In some embodiments, the detection model, upon each training, is further configured to:
determining a similarity loss value according to the semantic similarity of the first low-dimensional feature map and the fusion feature map; and adjusting parameters of the detection model in a training process according to the similarity loss value so as to constrain semantic consistency of the first low-dimensional feature map and the fusion feature map.
In some embodiments, the detection model, upon each training, is further configured to:
determining a candidate box set associated with a target object in the fusion feature map; determining a similar mutual exclusion loss value according to the candidate frame set associated with different target objects; and adjusting parameters of the detection model in the training process according to the similar mutual exclusion loss value so as to enlarge the distance between different candidate frame sets.
In some embodiments, homogeneous mutual exclusion penalty values are determined by:
determining a plurality of candidate frame groups from a first candidate frame set associated with a first target object and a second candidate frame set associated with a second target object; and determining the similar mutual exclusion loss value according to the distance between the first candidate frame and the second candidate frame in each candidate frame group.

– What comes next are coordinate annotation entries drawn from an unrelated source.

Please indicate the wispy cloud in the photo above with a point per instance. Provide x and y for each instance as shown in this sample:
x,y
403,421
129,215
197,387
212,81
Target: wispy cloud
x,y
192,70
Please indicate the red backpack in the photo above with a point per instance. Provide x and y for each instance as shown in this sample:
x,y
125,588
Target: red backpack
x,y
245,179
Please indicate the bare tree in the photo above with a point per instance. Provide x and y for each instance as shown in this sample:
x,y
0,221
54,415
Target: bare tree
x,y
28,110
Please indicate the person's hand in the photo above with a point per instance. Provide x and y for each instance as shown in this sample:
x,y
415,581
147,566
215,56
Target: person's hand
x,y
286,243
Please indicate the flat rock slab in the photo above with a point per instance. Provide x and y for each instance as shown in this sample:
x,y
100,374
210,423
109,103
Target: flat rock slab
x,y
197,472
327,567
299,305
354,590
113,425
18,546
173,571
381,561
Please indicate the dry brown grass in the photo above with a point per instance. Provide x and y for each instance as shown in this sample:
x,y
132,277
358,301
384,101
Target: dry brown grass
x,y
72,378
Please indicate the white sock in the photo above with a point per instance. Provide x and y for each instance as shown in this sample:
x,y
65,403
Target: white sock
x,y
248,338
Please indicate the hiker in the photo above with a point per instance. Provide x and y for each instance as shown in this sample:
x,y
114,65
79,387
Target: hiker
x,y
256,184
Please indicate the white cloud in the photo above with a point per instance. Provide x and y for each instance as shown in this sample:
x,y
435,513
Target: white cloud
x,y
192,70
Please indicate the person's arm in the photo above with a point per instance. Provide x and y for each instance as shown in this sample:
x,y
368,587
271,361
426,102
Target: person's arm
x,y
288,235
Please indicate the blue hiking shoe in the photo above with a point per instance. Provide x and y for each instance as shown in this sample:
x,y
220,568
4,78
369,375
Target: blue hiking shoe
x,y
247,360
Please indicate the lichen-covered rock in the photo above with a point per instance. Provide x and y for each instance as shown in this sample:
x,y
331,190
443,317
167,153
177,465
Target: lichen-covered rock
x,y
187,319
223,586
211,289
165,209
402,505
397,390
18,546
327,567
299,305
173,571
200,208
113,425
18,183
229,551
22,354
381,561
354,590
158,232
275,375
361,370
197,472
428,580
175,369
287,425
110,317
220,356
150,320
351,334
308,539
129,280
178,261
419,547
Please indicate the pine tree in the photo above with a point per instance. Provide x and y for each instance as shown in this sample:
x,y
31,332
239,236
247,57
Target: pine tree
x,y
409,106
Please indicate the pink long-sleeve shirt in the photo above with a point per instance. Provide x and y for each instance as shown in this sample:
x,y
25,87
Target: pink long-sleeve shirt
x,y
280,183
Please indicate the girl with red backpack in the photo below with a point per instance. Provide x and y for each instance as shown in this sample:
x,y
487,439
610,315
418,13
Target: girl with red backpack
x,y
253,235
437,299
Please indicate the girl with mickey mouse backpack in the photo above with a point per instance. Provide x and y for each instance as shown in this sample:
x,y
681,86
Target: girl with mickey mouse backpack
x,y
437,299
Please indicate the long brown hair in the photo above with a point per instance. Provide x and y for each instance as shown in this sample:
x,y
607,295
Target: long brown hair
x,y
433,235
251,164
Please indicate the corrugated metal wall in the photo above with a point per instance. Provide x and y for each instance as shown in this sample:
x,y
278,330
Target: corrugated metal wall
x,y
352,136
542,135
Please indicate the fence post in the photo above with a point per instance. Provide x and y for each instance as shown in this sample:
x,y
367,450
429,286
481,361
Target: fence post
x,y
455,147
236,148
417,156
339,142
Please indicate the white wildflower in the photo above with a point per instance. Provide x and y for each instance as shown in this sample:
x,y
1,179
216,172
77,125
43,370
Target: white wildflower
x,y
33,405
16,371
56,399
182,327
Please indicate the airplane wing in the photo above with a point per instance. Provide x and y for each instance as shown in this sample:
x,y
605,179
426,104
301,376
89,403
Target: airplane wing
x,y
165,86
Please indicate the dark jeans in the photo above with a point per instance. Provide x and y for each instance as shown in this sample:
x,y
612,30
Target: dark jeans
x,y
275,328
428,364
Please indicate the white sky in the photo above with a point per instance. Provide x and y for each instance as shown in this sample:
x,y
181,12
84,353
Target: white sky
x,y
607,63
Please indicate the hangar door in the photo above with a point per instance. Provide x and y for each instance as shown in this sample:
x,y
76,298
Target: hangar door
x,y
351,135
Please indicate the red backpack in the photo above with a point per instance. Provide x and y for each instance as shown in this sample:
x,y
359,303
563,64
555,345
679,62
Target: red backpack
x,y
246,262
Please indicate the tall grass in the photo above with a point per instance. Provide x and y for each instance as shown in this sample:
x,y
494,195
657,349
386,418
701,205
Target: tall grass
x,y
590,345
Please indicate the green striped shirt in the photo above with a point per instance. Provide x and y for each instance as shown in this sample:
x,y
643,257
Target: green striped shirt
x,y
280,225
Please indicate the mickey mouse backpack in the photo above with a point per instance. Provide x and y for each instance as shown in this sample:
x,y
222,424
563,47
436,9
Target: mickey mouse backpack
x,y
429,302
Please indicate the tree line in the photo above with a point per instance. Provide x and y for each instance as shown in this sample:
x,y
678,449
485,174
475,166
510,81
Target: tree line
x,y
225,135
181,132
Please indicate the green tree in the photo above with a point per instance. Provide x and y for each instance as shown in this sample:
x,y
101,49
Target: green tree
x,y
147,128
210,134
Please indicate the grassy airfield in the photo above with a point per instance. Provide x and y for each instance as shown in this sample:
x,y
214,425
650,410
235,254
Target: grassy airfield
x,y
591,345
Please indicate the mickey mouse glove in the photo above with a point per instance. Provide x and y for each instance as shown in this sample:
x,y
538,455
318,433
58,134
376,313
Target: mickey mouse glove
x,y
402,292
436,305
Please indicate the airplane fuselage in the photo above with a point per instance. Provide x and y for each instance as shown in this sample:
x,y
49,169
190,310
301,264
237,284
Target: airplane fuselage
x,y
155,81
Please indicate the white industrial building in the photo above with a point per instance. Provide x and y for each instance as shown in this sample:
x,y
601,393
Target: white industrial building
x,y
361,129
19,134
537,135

In some embodiments, the loss value of the detection model during classification and regression through the fusion feature map is calculated during each training, and a domain classification loss value, a similarity loss value and a similar mutual exclusion loss value are also calculated, so that parameters of the detection model during the training process are adjusted by using the total loss value, and when the total loss value meets a preset condition, the completion of the training is determined, and the trained detection model is obtained.
The structure of the detection model in the training phase in this embodiment can refer to fig. 5 and the above description, and is not repeated here.
The method solves the problem that under the condition that the data distribution of a source domain (a first sample set) and a target domain (a second sample set) has a large difference, the unmarked data of the target domain is directly used, and the performance of a detection model under the target domain is improved; meanwhile, the problem of virtual detection of the target object in a dense scene is solved. On the basis of labeled data, a large amount of unlabeled data are used for training a detection model, compared with the method of training a transformation network independently in advance, the source domain data style is migrated to a target domain, the method directly performs separation and fusion of features on the shallow layer of the network, the training process is simplified, low-dimensional features in the target domain are enhanced, low-cost domain migration is achieved, separation and fusion of the low-dimensional features between different domains are performed, semantic consistency constraint is performed, on the basis of extracting the invariant features of the domains, unique features of the target domain are enhanced, the performance of a detector on the target domain is improved, and meanwhile, the detection stability of the detection model under different scenes is improved. In addition, in the domain classifier, the source domain, the target domain and the fusion feature are used for distinguishing, so that the domain invariant feature can be extracted by a backbone network of the detection model more favorably. In the training stage of the detection model, on the basis that the candidate frames are regressed to the target frame, the mutual exclusion loss of the same kind is introduced, and the distance between different candidate frames is enlarged, so that the candidate frames matched with different targets are far away as possible, the quality of the candidate frames of the detector is improved, and the problem of virtual detection of the target object in a dense scene is solved.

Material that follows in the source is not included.